Tabii ki Türkiye'de "Nataşa" olayı inanılmaz boyutta. Hatta Aksaray, Laleli civarında birtakım gece kulüplerinde top model kadar güzel birçok Rus kız çalışıyor. Birçok erkek bu kulüplere gidip orada bu kızlarla dans ediyor, isterse eve isterse kulübün üstündeki otele götürüyor. Ya da "Nataşa" sektörünü destekleyen insanlarla irtibata geçen birçok erkek aşk satın alıyor. Hepsinin tezi de aynı: İnanılmaz güzeller, inanılmaz yumuşak başlılar ve bizi çok erkek hissettiriyorlar. Hatta işi daha ileri boyuta götürüp bu kızlara aşık olup ilişki yaşayanlar bile var. Tamam böyle bir sektör var ve bu sektör Türk erkeklerinin emrinde. Bunu inkar eden yok. Ama madalyonun bir de öbür yüzü var.

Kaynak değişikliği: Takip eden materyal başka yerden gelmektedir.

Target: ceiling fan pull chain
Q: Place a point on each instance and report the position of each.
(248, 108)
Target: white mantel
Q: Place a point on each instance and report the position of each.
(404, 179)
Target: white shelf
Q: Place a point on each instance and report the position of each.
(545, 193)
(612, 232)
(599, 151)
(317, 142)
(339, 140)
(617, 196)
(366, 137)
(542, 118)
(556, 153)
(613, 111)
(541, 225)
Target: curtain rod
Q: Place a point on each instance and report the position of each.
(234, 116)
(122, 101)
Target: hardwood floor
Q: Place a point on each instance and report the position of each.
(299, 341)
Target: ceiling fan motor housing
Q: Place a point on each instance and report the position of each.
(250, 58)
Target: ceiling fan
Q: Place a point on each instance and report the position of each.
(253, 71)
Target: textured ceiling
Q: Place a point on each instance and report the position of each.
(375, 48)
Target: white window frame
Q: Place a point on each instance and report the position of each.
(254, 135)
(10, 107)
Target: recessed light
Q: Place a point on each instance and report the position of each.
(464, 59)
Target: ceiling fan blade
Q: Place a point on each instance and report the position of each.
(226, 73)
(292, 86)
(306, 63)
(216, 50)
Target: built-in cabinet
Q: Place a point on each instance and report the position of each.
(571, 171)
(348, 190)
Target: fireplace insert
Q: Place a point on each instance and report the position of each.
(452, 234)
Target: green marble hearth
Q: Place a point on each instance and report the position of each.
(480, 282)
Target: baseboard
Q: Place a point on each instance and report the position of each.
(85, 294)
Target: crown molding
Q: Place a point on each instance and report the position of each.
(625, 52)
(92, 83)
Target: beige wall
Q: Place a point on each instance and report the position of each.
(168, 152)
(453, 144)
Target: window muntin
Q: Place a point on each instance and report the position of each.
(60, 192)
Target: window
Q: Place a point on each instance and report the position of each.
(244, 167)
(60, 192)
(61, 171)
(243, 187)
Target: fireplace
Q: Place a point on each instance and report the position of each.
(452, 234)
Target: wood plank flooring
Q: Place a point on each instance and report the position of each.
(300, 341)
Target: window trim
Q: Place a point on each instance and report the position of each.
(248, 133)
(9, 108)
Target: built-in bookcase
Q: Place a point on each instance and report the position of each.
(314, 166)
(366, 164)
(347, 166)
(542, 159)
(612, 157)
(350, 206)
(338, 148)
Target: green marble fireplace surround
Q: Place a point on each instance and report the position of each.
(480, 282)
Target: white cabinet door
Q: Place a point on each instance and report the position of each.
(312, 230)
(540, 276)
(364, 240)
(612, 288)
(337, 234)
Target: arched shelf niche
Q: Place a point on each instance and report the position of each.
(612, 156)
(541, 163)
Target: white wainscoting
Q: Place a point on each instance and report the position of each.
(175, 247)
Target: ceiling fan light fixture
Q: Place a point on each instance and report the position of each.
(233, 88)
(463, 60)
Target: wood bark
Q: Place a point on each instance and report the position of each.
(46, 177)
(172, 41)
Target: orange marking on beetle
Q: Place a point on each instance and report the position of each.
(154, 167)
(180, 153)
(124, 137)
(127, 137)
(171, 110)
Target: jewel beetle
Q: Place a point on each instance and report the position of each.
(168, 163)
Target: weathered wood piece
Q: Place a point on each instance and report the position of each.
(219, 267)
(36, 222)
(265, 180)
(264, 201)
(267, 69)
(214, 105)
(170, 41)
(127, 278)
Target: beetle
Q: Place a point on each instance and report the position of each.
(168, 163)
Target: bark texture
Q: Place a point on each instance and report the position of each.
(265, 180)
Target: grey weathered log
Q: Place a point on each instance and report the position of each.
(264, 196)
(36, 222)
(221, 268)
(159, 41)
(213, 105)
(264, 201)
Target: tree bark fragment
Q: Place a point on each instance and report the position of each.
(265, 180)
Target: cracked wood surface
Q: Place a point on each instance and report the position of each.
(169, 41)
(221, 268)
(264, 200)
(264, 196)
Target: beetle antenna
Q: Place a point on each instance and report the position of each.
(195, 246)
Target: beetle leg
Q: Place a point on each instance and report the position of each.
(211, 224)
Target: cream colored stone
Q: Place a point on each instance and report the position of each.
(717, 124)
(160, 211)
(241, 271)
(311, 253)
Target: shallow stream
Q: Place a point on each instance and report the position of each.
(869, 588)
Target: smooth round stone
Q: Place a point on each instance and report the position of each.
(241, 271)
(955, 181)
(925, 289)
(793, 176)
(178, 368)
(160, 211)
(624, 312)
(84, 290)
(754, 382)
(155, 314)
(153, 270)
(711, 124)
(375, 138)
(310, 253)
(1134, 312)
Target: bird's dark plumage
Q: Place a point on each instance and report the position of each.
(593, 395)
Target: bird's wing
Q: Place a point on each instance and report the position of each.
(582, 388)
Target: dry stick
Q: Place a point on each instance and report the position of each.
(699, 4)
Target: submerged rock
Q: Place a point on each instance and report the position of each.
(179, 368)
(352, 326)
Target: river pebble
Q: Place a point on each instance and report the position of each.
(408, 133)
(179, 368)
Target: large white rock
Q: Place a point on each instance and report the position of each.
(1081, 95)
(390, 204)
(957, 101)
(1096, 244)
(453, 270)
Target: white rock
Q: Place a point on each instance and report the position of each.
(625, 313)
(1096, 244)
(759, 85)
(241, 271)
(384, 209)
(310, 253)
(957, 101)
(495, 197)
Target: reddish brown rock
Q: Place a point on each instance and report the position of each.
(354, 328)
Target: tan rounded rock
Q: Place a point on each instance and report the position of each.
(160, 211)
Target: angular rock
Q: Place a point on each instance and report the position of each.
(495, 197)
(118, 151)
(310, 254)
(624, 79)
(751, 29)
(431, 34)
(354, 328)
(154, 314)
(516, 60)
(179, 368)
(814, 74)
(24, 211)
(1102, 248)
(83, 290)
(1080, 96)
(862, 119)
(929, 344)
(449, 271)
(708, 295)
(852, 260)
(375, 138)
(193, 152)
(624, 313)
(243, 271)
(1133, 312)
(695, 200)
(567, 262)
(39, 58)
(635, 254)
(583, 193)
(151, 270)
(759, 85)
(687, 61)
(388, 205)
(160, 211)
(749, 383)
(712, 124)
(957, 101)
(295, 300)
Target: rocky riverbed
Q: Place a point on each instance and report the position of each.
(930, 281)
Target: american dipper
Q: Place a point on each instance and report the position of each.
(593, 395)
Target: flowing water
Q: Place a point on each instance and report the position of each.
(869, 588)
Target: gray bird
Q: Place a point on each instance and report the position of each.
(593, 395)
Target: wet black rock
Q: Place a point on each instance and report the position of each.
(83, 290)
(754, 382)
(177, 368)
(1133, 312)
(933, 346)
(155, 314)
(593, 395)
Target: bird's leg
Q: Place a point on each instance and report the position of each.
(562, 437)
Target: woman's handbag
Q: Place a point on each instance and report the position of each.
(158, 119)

İŞ İÇİN GELDİLER Devrimden sonra Rusya'da başlayan ekonomik krizle birçok üniversite mezunu meslek sahibi insan işsiz kaldı. Ve bu insanlar yaşayabilmek için komşu ülkelere sığındılar. Hatta birçoğumuzun evinde üniversite mezunu, eczacılar, kimyagerler, öğretmenler hizmetli olarak çalıştı. Bu insanlar 300-400 dolar maaş için hizmetçilik bile yapmaya razı oldular. Erkekler gelip inşaat ve lokantalarda çalıştı. Yani anlatmak istediğim Rusya'dan sadece "Nataşalar" gelmedi.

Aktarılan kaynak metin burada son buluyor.